Rimase un pour parler. Le operazioni con scambio di cartellini non sono storicamente ben viste dalla dirigenza laziale. Inoltre il conguaglio economico non era neanche lontanamente vicino alle richieste per lasciar partire il serbo.

A centrocampo il nome è Aaron Ramsey. Avvicinato alla prima squadra della Capitale nell’estate 2018. Giocava ancora nell’Arsenal allora, con il contratto in scadenza e l’espressa volontà della società di non rinnovare. Il che rendeva il prezzo di acquisto molto basso. Dettaglio spesso fondamentale dalle parti di Formello. Ad agosto il Daily Mirror raccontò di un interessamento last minute, per tamponare una eventuale partenza sempre di Milinkovic – Savic. Anche il nodo ingaggio, visti i precedenti di Leiva e Klose, non sembrava un ostacolo così insuperabile.

Su tutto questo scenario, però, piovvero smentite categoriche. Innanzitutto la Lazio si era già rinforzata (almeno così si pensava) con l’acquisto di Berisha e l’ingaggio di Badelj. E poi, come i fatti hanno dimostrato successivamente, lo spauracchio della partenza del Sergente svanì in una bolla di sapone. L’unica offerta faraonica arrivò solo a fine sessione e la società, a quel punto, si dimostrò irremovibile nel non cedere il proprio pezzo pregiato senza avere il tempo materiale per sostituirlo.

L’ultimo dei “quasi laziali” è un attaccante. Un sogno proibito di molti tifosi che in lui vedono quello spirito guerriero in cui si rispecchiano.
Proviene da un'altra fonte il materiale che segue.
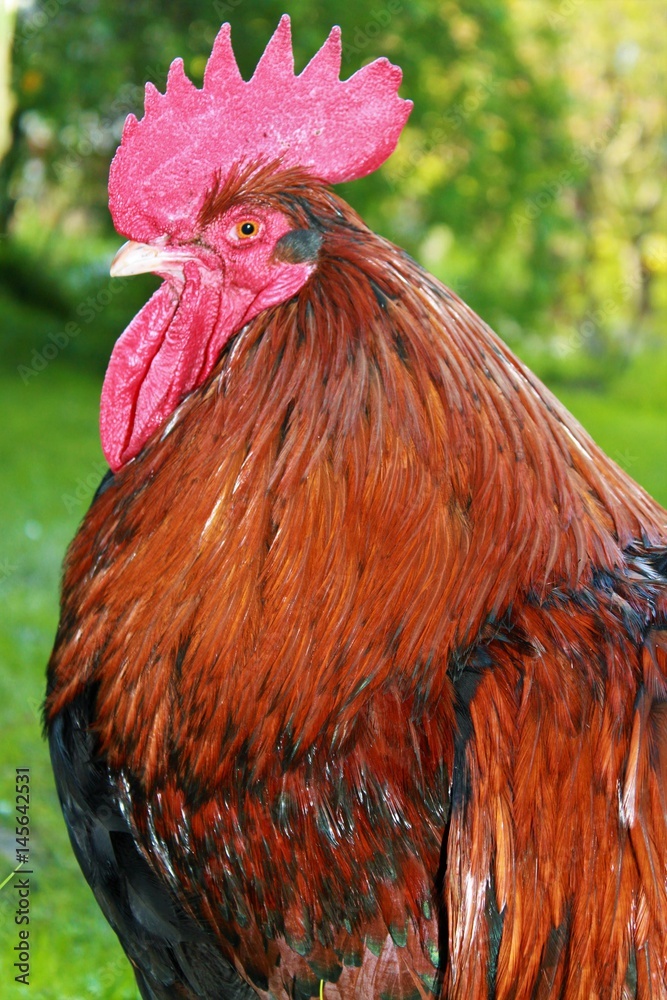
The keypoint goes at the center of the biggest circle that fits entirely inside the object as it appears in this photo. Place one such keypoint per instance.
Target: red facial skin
(214, 284)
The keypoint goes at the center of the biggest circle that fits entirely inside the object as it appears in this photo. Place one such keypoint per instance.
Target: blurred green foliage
(528, 178)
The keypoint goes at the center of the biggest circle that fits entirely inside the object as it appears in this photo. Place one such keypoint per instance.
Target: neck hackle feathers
(336, 130)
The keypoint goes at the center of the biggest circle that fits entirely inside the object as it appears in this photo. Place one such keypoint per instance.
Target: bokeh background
(530, 178)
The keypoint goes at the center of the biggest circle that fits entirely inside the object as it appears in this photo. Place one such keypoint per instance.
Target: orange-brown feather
(370, 505)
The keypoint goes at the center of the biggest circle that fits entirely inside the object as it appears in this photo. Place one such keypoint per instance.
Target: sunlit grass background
(571, 271)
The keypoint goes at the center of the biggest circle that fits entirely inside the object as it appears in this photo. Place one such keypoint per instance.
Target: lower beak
(139, 258)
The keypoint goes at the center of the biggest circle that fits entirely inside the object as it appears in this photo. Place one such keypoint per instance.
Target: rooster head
(190, 187)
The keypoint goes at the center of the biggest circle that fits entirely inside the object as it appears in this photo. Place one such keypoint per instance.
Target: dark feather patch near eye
(299, 246)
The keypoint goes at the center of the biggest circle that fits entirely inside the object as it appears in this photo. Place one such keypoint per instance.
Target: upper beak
(138, 258)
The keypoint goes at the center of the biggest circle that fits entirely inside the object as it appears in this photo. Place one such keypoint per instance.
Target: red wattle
(163, 354)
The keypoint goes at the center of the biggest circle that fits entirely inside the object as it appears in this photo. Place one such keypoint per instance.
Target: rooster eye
(246, 228)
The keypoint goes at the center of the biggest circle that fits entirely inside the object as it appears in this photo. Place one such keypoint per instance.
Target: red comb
(337, 130)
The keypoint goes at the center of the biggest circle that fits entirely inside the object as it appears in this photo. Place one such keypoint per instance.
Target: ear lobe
(299, 246)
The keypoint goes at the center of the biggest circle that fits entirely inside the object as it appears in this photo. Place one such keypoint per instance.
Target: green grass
(51, 460)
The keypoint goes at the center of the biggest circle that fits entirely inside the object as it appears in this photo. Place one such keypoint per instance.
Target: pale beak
(139, 258)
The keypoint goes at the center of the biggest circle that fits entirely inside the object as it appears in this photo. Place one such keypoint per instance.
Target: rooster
(360, 683)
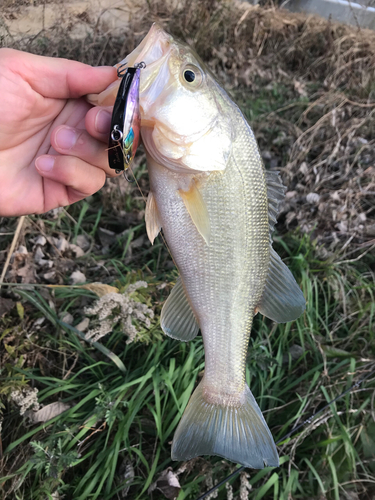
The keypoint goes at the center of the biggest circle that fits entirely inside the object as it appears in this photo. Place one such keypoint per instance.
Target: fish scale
(223, 284)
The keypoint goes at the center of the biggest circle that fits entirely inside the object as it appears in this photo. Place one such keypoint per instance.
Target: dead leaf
(77, 277)
(83, 325)
(83, 242)
(100, 289)
(5, 306)
(48, 412)
(167, 483)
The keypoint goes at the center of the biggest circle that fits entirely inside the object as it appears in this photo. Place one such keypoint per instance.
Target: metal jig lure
(126, 120)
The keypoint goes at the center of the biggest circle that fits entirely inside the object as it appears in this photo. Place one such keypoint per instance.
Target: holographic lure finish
(126, 121)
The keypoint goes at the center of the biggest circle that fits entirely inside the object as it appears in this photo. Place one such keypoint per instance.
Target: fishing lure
(126, 120)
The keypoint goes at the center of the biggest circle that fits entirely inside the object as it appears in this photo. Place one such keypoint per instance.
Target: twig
(12, 247)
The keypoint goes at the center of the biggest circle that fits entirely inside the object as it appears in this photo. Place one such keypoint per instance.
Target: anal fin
(282, 299)
(153, 224)
(197, 209)
(177, 318)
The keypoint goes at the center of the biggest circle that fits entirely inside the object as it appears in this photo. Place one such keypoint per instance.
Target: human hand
(52, 150)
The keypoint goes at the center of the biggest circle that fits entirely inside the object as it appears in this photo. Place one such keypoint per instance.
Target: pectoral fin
(177, 318)
(197, 209)
(153, 224)
(282, 299)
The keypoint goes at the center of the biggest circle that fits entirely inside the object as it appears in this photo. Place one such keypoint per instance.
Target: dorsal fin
(177, 318)
(276, 193)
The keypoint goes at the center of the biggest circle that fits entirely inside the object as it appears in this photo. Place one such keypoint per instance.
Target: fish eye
(189, 75)
(192, 76)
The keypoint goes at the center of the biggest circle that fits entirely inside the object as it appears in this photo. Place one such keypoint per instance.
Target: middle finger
(77, 142)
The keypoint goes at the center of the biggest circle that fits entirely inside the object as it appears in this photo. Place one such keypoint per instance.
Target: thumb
(55, 77)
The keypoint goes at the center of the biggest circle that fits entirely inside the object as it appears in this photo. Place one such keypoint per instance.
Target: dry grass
(320, 135)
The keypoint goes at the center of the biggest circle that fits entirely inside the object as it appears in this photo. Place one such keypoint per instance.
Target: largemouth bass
(217, 207)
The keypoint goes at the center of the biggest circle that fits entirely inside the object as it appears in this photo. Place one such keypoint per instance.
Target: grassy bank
(108, 406)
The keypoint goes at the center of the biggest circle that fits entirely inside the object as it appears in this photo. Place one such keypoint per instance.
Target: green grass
(119, 417)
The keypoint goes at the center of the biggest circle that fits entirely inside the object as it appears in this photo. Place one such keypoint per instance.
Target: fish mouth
(154, 51)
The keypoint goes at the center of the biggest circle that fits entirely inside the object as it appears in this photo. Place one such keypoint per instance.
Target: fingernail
(103, 121)
(45, 163)
(66, 137)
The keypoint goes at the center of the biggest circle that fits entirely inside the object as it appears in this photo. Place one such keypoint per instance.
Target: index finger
(55, 77)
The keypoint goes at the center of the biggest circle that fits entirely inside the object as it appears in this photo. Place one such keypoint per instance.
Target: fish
(217, 207)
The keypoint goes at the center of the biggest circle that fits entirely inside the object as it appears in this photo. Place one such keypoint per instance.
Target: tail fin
(239, 434)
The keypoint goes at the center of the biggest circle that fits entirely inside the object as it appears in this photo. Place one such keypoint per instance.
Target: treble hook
(127, 178)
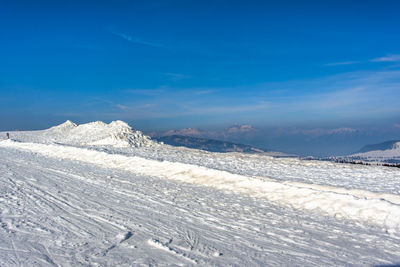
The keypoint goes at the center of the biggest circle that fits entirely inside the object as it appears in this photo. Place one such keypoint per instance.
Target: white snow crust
(104, 194)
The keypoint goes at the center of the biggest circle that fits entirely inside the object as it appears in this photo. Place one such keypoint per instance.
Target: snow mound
(98, 133)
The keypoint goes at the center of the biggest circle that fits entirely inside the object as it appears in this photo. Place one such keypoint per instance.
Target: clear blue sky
(173, 64)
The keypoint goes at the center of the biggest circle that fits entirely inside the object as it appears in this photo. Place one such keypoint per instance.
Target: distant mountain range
(381, 146)
(386, 153)
(214, 145)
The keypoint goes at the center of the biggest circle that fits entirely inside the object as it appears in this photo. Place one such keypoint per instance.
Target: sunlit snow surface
(79, 204)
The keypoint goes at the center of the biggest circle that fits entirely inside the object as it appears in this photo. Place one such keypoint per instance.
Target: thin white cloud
(390, 58)
(136, 40)
(177, 76)
(342, 63)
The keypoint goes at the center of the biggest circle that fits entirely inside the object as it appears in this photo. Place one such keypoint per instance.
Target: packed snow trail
(67, 213)
(368, 207)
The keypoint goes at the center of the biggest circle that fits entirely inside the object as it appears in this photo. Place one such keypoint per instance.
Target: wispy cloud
(135, 39)
(389, 58)
(177, 76)
(342, 63)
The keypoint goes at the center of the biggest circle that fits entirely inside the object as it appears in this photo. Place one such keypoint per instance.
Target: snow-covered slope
(115, 134)
(67, 197)
(213, 145)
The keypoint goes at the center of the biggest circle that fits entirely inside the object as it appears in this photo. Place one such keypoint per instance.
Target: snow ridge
(98, 133)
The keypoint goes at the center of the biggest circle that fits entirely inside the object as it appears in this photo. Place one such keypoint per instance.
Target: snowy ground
(159, 205)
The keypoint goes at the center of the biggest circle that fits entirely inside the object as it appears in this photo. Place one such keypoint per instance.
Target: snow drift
(115, 134)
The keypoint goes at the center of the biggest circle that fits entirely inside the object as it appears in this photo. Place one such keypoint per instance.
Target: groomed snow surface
(104, 194)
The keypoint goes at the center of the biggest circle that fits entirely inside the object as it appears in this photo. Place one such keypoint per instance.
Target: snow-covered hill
(215, 145)
(105, 195)
(115, 134)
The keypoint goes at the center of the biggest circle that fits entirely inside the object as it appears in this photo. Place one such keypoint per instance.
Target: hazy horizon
(296, 72)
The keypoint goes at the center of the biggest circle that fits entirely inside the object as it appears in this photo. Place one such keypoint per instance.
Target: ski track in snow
(72, 206)
(370, 207)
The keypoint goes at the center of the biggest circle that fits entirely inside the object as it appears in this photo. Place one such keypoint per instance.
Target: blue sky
(173, 64)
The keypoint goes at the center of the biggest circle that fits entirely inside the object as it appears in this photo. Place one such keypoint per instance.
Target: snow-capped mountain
(107, 195)
(387, 153)
(213, 145)
(98, 133)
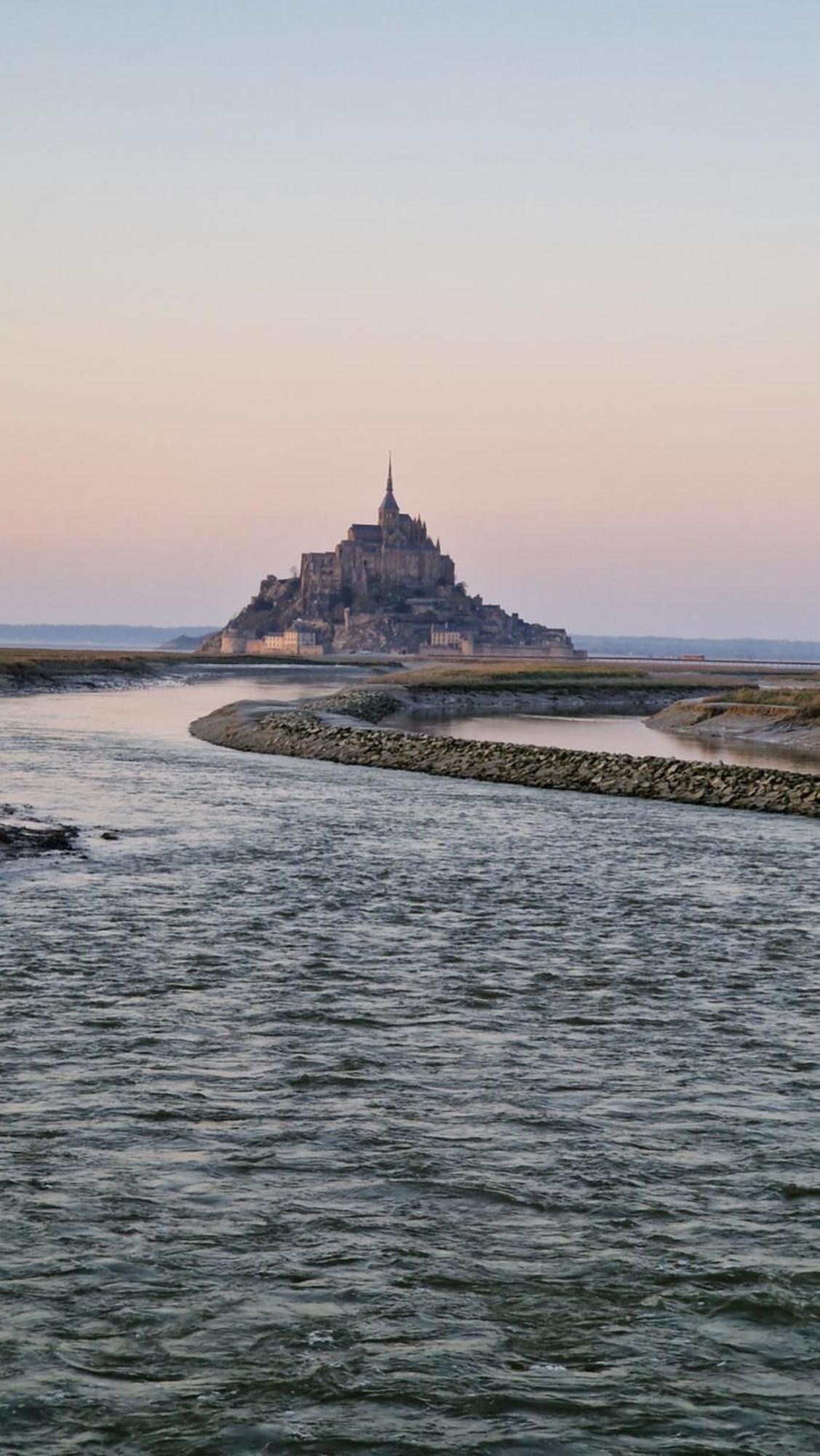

Si tratta di Mario Mandzukic. Alla Juve dal 2015 e finito quest’anno ai margini della rosa bianconera. Sotto la gestione Allegri ha ricoperto, all’occorrenza, praticamente qualsiasi ruolo. Per accontentare le richieste dell’allenatore ha dimostrato abnegazione e spirito di sacrificio. Proprio questa sua caratteristica lo rende molto appetibile. Dopo anni di successi, arrivati anche grazie al suo contributo, in estate gli è stato detto in maniera chiara di cercarsi un’altra squadra, perché a Torino avrebbe avuto poco spazio.

Un po’ come successo per Ibrahimovic in queste settimane, le voci su quale sarebbe stata la sua destinazione venivano da ogni dove. Comprese le sponde biancocelesti del Tevere. Il fatto che si sia discusso su giornali e radio fino all’ultimo giorno dell’opportunità o meno di prendere un altro vice-Immobile, con caratteristiche diverse da Caicedo, ha alimentato la suggestione di vedere il croato con l’aquila sul petto. In realtà, non è mai esistita neppure l’idea di andarlo a prendere. E comunque, Ciro e il Panterone non stanno certo facendo rimpiangere il mancato acquisto.